Le prossime settimane saranno decisive per la nascita della nuova Compagnia Aerea Italiana; comincerà infatti a proporre ai singoli dipendenti un contratto di lavoro al fine di trovare il personale necessario a decollare. Attualmente il vettore non ha ancora tutti i piloti necessari a fare partire la nuova società e difficilmente riuscirà a trovare sul mercato centinaia di piloti che siano in grado di pilotare i modelli di aeromobili che la CAI avrà nella propria flotta.
La compagnia, inoltre, con l’amministratore delegato Rocco Sabelli, non ha ancora la licenza di volo, ma tuttavia è molto probabile che entro fine novembre l’ENAC gliela fornisca. Gli ultimatum di Vito Riggio, presidente dell’Ente Nazionale dell’Aviazione Civile, degli scorsi mesi sembrano indirizzare la gestione dell’ente a favore della cordata italiana.
Un ulteriore punto ancora in sospeso di primaria importanza è la valutazione di Alitalia da parte di Banca Leonardo; l’advisor vede come azionisti anche alcuni soci della cordata italiana e questo non depone a favore di una totale indipendenza nella decisione che verrà adottata.

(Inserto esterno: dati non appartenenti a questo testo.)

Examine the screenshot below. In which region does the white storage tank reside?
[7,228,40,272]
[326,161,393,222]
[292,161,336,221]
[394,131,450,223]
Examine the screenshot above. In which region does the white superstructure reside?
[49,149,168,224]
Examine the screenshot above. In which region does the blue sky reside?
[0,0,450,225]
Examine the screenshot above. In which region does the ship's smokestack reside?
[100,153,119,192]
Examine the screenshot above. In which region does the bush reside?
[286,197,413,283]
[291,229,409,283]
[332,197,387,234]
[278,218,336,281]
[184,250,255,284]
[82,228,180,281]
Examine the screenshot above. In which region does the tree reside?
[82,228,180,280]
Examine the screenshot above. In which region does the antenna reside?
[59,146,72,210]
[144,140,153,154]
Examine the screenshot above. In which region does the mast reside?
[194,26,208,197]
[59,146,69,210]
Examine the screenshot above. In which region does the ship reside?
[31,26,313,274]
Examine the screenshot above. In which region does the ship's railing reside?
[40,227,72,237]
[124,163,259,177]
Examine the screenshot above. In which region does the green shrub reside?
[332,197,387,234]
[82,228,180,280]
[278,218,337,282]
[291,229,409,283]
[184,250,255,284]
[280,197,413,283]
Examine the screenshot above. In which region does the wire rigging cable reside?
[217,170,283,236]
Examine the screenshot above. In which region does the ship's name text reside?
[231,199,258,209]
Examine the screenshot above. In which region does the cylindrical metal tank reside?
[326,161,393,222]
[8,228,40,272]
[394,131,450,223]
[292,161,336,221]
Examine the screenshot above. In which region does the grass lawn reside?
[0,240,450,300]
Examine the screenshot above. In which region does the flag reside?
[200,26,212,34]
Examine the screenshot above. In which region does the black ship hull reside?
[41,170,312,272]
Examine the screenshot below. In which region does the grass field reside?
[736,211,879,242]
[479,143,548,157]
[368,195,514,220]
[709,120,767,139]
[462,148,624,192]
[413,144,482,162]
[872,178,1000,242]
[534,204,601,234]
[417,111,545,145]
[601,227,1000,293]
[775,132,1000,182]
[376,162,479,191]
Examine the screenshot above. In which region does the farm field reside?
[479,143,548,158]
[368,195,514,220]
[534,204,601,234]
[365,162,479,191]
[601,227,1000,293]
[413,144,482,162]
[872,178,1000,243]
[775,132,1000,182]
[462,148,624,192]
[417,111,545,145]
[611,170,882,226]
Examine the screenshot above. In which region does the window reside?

La valutazione degli asset dell’ex compagnia di bandiera è la seconda condizione sospensiva dell’offerta Cai per Alitalia; molto probabilmente Banca Leonardo darà un valore pari a zero per gli slot ed è la ragione per la quale l’offerta Cai potrebbe risultare pari al valore “di mercato” valutato dall’advisor. Questa decisione potrà essere impugnata da una qualunque compagnia aerea qualora risultasse aver presentato un’offerta maggiore per tali asset della fallimentare Alitalia.
L’ultima sospensiva di Cai nella propria offerta per la compagnia gestita da Augusto Fantozzi riguarda l’impossibilità di intervento dell’Autorità Garante della Concorrenza e del Mercato anche nel caso il nuovo operatore abbia una posizione dominante e ne estragga una rendita. La legge 166 del 2008 all’articolo 10 comma 4 quinquies pone al riparo dall’intervento dell’antitrust Cai almeno fino al luglio 2009. L’apertura e la conclusione dei lavori tuttavia non si avranno prima dell’anno successivo, quando l’alta velocità ferroviaria tra Torino-Milano-Roma-Salerno sarà conclusa e di fatto la decisione non potrà non essere condizionata da questa modificazione della concorrenza tra treno e aereo.
L’offerta Cai è stata presentata lo scorso 31 ottobre e nonostante le molteplici difficoltà è molto probabile che vada in porto. Le problematiche esistenti verranno risolte a scapito non solo del mercato e della concorrenza, ma soprattutto dei viaggiatori e dei contribuenti italiani. L’italianità avrà infatti un costo, a carico di contribuenti e consumatori, di circa 1,3 miliardi di euro all’anno per i prossimi cinque anni, oltre il quadruplo di quanto è costata mediamente all’anno al contribuente la vecchia Alitalia tra il 2003 e il 2007.